So, number of integers from 1 to less than or equal √n, whose squares are less than or equal to n, is the number of integers (perfect squares) in the range 1 to n (inclusive), with odd number of factors. Above, these perfect squares are 1, 4 and 9; three numbers altogether. The corresponding roots are 1, 2 and 3. So, the numbers 1, 2 and 3 should be counted. The smart program, which also counts the number of operations (flips), is:

    #include <iostream>
    #include <vector>
    using namespace std;
    
    int bruteCoins(int n) {
        int noTails = 0;
        int noOperations = 0;

        for (int i=1; (i*i <= n); i++) {  //number of operations will never go above square root of n
            noTails++;
            noOperations++;
        }
        
        cout << "No. of operations: "<< noOperations << endl;
        return noTails;
    }

    int main(int argc, char **argv)
    {
        int N = 10;
        int ret = bruteCoins(N);
        cout << "No. of tails: "<< ret << endl;

        return 0;
    }

The output is: 

    No. of operations: 3

    No. of tails: 3

Note: i*i in the while condition, means i x i = i² . The limit for iterating is decided by the while-condition. The reader should read through the code, if he/she has not already done so. 

Conclusion

A prime number is a natural number (counting number) greater than 1, that has exactly two factors, which are 1 and itself. A composite number is a natural number that has the two factors which are 1 and itself, and at least one other factor. Factors of any number occur in pairs, a small one and a big one, on both sides of √n. For perfect square numbers, though the square root is a pair of the same number, the square root is counted once. And so perfect square numbers are said to have an odd number of factors, while non-perfect square numbers are said to have an even number of factors.

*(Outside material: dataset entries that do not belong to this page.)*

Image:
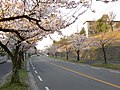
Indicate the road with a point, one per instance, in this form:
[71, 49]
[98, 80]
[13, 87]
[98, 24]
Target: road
[51, 74]
[5, 68]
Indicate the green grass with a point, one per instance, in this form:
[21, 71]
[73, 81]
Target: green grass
[109, 66]
[16, 86]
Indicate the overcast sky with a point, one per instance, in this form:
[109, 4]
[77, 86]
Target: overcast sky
[100, 9]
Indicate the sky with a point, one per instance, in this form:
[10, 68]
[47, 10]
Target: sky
[100, 9]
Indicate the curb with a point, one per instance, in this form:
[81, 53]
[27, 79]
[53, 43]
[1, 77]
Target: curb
[3, 62]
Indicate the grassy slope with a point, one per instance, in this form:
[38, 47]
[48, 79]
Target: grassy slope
[13, 86]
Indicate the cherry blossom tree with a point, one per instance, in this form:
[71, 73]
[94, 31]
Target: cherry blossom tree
[27, 21]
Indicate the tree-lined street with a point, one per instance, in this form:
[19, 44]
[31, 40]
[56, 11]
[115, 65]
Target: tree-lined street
[51, 74]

The following should interest the reader: log₂1 = 0, √1 = 1; log₂4 = 2, √4 = 2; log₂8 = 3, √8 = 2.83 approximately; log₂9 = 3.17 approximately, √9 = 3; log₂16 = 4, √16 = 4; log₂64 = 6, √64 = 8; log₂144 = 7.17 approximately, √144 = 12; log₂256 = 8, √256 = 16. That is, log₂n is about equal to √n for small integers; but for big integers, log₂n is less than √n.